Dozens of police officers flooded Thornton Heath station with train passengers having to walk through a knife arch as part of their journey this morning (Weds).
The show of force was presumably to show police are doing all they can to tackle escalating knife crime in the capital.
The 16 plus officers who were mainly from British Transport Police put the arch in the station foyer in front of the ticket barriers and were there until around 9.30am.
The operation which comes ahead of a meeting tomorrow (Thurs) called by the borough commander to discuss knife crime and violent crime in Thornton Heath, received mixed messages from the public some who objected to the mob handed tactics.
“Got to Thornton Heath Station to find around a dozen police officers and what appears to be a large metal detector at the entrance…?! How is that acceptable :/”
“They’re wasting resources with this propaganda. Put up one detector at a commuter station during commuter hours and make the tax payers think police are doing something constructive.”
While others welcomed it: “I think it’s a really good thing, and should be happening everywhere, we have come to the point that knife crime seems to becoming a craze and something needs to be done to stop it. Six more stabbings last night…”
Borough commander Chief Supt Dave Springer has called a public meeting to address and allay fears of a perceived escalation in violent and knife crime in Thornton Heath tomorrow (Thurs).
The meeting comes after two men in their 20s were stabbed in separate incidents on Thornton Heath High Street and in the car park outside Croydon’s Brit school in Selhurst this month.
Hurriedly arranged by Chief Supt Stringer, it comes amid concerns about a rise in violent crime and anti social behaviour, which makes up almost half of all crime in Thornton Heath in the last year.
Revealingly though of 1,978 reported crimes only 52 suspects were pursued by the police with 37 ending in court and13 jail. Just four fixed penally tickets were issued for ASB during the same 12 months.
Chief Supt Stringer’s public meeting on Thursday (March 28), at Winterbourne Youth Centre at 6pm, was called at such short notice that Thornton Heath Safer Neighbourhood team cancelled the long standing community ward panel on Monday to prioritise the senior officer’s meeting.
A similar meeting was also held in New Addington today (Weds) but contrasting posters advertising the two events (pictured) sent out a confusing message about the way police engage with the community.
Chair of the Safer Neighbourhood Donna Murray Turner, posted on Twitter: “The disparity between presentation style for engaging local community members in the same borough is blatant.”
Donna, who founded Another Night of Sisterhood (ANOS), which is at the forefront of grass roots community engagement, told The Chronicle she was ‘surprised’ and ‘disappointed’ not to have been informed about the borough commander’s meeting and with less than a week’s notice it gave little time to: “inform the community and galvanise more disengaged members to attend.”

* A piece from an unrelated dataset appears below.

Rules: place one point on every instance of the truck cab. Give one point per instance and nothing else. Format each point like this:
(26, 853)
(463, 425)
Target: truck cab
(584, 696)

In January the Chronicle revealed the ward has the third worst crime rate in the borough.
Police blame lack of resources for their inability to tackle daily begging, street drinking, open drug dealing, public urination and defecation in and around the High Street, which frequently goes unchallenged.
The number of police community support officers has been cut from 251 to 30 for the whole borough since 2010, which has had a huge impact particularly on Safer Neighbourhood Teams, who operate with just two PCs and a PCSO.
There was some hope when the police station on Parchmore Road looked as though it was set to reopen but even that failed and now local police are based over 20 minutes away on Windmill Road.
In the last month police arrested a drunken man at 5pm on Sunday who was urinating in the street in front of a horrified family.
Another witness saw a known street drinker urinating on the door of the historic Clock Tower at 11am on a week day and the same man was seen defecating in the street.
Businesses are also being affected but police appear reluctant to take action against ‘low level’ crime.
A shop window smashed by a known offender was caught on CCTV but within 24 hours the case was closed with no further action being taken. Drug dealing is so blatant that one man was found shooting up in a business toilet trailing blood on the floor.
Staff in another shop reported seeing a fight on the street outside where a knife was pulled and dropped to the floor before the assailant fled.
• Youth groups Music Relief and the Lions Society are launching anti knife crime initiatives in the next month with a booklet and poster launches (pictured).